La notizia del suicidio viene diffusa dal segretario generale del sindacato Sappe, Donato Capece: «Purtroppo, nonostante il costante lavoro svolto dagli agenti, non si è riusciti a evitare il suicidio». Le parole del sindacalista stridono, enormemente, con quanto poche ore dopo affermano in Rete alcuni suoi colleghi. Perché è sui social network che si scatena la rabbia (e l’idiozia) di alcuni agenti che «commentano» la notizia del suicidio attraverso la pagina Facebook del sindacato Alsippe (Alleanza sindacale polizia penitenziaria). Tanto che, dopo che il caso è esploso scatenando l’indignazione della Rete, ieri il ministro della Giustizia Andrea Orlando ha convocato il capo del dipartimento dell’amministrazione penitenziaria Santi Consolo. Mentre lo stesso Dap ha aperto un’inchiesta per «individuare i responsabili» e valutare azioni disciplinari, come assicura il vicedirettore Luigi Pagano.
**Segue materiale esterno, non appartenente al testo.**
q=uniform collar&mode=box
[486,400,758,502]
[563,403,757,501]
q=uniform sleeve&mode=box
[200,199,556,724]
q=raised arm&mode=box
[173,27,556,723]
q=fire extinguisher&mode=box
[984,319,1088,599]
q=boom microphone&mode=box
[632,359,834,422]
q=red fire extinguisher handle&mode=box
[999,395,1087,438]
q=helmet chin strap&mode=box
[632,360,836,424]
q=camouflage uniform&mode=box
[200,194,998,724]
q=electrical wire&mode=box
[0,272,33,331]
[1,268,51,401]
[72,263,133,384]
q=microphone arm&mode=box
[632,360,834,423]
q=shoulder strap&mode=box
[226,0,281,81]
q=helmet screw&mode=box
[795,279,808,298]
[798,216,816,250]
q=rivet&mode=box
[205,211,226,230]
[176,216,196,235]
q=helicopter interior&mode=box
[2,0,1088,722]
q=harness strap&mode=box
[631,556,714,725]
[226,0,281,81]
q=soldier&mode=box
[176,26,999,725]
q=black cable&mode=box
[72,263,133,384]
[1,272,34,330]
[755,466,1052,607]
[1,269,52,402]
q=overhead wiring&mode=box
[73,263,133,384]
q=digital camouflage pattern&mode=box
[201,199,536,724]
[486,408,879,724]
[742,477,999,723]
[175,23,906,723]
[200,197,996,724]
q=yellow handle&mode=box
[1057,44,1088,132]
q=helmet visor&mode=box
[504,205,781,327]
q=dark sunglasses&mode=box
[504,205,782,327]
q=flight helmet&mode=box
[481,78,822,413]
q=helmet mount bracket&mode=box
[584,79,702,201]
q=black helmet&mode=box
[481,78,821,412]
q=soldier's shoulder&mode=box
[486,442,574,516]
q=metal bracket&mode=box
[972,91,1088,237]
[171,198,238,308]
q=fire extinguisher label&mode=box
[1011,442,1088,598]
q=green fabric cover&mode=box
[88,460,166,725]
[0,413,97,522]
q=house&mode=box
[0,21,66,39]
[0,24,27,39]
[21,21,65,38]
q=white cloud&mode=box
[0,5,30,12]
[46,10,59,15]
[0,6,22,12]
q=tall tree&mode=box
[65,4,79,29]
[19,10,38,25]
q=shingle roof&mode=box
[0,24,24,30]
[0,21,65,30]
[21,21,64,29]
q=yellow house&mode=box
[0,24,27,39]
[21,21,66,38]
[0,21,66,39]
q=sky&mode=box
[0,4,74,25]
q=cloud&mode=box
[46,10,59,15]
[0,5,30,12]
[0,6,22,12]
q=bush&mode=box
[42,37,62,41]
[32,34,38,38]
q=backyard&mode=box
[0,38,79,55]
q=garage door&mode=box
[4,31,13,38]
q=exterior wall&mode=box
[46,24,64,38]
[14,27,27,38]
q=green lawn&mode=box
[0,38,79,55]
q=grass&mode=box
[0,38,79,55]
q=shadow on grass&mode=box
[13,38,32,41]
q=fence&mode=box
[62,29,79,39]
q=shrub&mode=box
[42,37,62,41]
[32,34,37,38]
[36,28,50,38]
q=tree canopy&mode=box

I commenti sulla pagina Facebook dell’Alsippe sono stati eliminati alcune ore dopo, ma la loro traccia non è scomparsa: «Un rumeno in meno»; «Scommettiamo che il giudice metterà sotto inchiesta chi era in servizio?»; «Mettere a disposizione più corde…»; «-1»; «Questo passo dovrebbero farlo in tanti»; «Ottimo, speriamo abbia sofferto». Ai commenti si sono aggiunti i «mi piace», quasi a innescare una gara di cinismo. Qualcuno ha tentato di riportare la calma e la ragione: «Comprendo i disagi gravi del vostro lavoro, ma la morte non si augura a nessuno». L’esito è fallimentare: «Lavora tu in un istituto poi vedrai. Per questo mestiere devi avere core nero ». Quasi tutti i commentatori sono agenti in servizio nelle carceri di mezza Italia. Coloro ai quali lo Stato ha dato «in custodia le persone private della libertà».
Dal punto di vista numerico la sigla dell’Alleanza sindacale rappresenta una assoluta minoranza degli agenti. I primi a prendere le distanze sono gli altri sindacati (certamente più rappresentativi) di polizia penitenziaria: «Parole che umiliano il nostro lavoro e i nostri sforzi». Tra i seicento agenti in servizio nel supercarcere di Opera, nessuno o quasi fa riferimento all’Alsippe: «Mi auguro che chi ha fatto questi commenti non indossi mai più una divisa — dice amareggiato il direttore del penitenziario, Giacinto Siciliano —. Questa vicenda è un’offesa per noi e per la famiglia della vittima. Facciamo sforzi enormi per evitare i suicidi in cella».
Dal coro di indignati (dalle associazioni per il reinserimento dei detenuti fino a deputati e senatori) il solo distinguo arriva dal leghista Matteo Salvini: «Conoscendo quali sono le condizioni in cui lavorano gli agenti non dico che giustifico, ma capisco».